This Week's Homework

Deadline: January 8, 2015 (Thursday), 19:00.

Format: A4 single page (using both sides is okay; NO cover page), easily readable handwriting (NO printouts), name (kanji and kana) and student number at the top right

Where to submit: Box in front of room O-529 (building O, 5th floor)

Homework 1: If we define isomorphic groups as being "the same", there are two different groups of size 4? Give an example of each group as a Cayley table. Hint: Check all the conditions (axioms) for a group. There will be a deduction if you use the same elements of the group as another student.

Homework 2: Draw the Hasse diagram of a Boolean algebra of order 4 (16 elements).

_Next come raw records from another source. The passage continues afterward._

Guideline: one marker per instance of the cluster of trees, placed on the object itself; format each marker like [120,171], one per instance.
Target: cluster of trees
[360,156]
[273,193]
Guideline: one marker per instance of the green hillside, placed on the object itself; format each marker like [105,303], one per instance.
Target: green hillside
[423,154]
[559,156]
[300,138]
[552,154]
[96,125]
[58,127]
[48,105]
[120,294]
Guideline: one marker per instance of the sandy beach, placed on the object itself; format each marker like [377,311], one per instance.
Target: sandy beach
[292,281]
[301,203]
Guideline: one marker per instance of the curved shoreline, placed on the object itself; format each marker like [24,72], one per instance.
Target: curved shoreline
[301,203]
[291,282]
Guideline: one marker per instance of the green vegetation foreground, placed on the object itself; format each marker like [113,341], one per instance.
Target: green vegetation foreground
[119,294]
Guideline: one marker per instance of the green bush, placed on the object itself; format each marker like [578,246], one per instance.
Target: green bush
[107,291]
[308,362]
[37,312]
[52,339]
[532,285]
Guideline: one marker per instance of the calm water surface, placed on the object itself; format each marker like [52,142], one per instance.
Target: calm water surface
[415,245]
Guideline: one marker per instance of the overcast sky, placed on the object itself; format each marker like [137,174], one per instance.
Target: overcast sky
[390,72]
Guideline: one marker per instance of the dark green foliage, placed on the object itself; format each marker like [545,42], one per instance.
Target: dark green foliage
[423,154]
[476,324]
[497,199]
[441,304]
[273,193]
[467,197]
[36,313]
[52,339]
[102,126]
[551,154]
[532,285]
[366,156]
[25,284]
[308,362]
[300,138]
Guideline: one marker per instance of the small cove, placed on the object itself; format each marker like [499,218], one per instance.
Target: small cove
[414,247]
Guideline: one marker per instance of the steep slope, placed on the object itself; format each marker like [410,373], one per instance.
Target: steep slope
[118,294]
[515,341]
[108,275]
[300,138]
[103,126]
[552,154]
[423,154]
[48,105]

There will be a deduction if you use the same elements of the group as another student.

Homework 3 (don't submit): Prepare for final exam using past exams.

Glossary

coverage

試験範囲

necessary condition

必要条件

sufficient condition

十分条件

group isomorphism

群同形

isomorphic

同形の、同型の

Boolean algebra

ブール代数

zero element

零元

unary operation

単項演算

binary operation

二項演算

bitwise operation

ビット毎演算

bitwise not

ビット毎否定

bitwise and

ビット毎論理積

bitwise or

ビット毎論理和

bitwise xor (exclusive or)

ビット毎排他的又は

greatest common divisor

最大公約数

least common multiple

最小公倍数

n-dimensional

n 次元 (の)

cube

立方体